A Collocation Method for Solving Fractional Riccati Differential Equation

1Ula Ali Koçman Vocational Scholl, Muğla Sıtkı Koçman University, 48000 Muğla, Turkey
2Department of Mathematics, Faculty of Science, Muğla Sıtkı Koçman University, 48000 Muğla, Turkey
3Department of Mathematics, Faculty of Science and Arts, Celal Bayar University, 45047 Manisa, Turkey

Received 29 March 2013; Accepted 9 July 2013

Academic Editor: Jafar Biazar

Copyright © 2013 Yalçın Öztürk et al. This is an open access article distributed under the Creative Commons Attribution License, which permits unrestricted use, distribution, and reproduction in any medium, provided the original work is properly cited.

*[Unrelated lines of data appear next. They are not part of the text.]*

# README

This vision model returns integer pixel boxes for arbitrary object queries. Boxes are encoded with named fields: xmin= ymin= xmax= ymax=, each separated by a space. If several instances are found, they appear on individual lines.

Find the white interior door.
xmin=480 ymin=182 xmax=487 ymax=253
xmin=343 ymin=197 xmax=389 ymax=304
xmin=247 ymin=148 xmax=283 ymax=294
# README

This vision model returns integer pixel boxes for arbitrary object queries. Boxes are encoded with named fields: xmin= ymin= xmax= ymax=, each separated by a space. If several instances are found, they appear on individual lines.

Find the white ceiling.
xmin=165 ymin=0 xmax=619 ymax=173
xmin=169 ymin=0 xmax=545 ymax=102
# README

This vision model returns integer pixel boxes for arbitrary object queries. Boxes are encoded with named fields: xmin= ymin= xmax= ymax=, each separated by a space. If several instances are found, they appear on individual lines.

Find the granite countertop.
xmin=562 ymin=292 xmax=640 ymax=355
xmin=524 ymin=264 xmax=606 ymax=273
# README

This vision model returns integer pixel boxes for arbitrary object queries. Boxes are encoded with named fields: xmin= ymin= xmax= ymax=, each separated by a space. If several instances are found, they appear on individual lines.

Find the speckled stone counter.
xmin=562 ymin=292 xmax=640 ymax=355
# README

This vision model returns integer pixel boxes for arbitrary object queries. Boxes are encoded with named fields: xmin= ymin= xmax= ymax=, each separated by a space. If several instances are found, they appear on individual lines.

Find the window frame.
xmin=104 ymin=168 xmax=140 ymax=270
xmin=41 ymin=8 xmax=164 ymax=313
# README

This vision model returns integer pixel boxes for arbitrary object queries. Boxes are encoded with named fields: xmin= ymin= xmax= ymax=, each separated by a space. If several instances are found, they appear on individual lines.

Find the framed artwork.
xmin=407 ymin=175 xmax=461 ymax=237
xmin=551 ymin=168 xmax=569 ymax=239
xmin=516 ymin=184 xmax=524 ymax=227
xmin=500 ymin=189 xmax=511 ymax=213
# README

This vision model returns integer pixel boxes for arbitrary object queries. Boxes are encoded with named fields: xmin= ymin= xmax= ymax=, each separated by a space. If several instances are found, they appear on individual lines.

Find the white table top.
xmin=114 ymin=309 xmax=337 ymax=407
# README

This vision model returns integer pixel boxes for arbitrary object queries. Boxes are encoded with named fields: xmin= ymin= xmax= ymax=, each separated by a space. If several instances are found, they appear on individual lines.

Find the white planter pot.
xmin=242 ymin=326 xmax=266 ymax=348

We have introduced a Taylor collocation method, which is based on collocation method for solving fractional Riccati differential equation with delay term. This method is based on first taking the truncated Taylor expansions of the solution function in the fractional Riccati differential equation and then substituting their matrix forms into the equation. Using collocation points, we have the system of nonlinear algebraic equation. Then, we solve the system of nonlinear algebraic equation using Maple 13, and we have the coefficients of the truncated Taylor sum. In addition, illustrative examples are presented to demonstrate the effectiveness of the proposed method. Comparing the methodology with some known techniques shows that the present approach is relatively easy and highly accurate.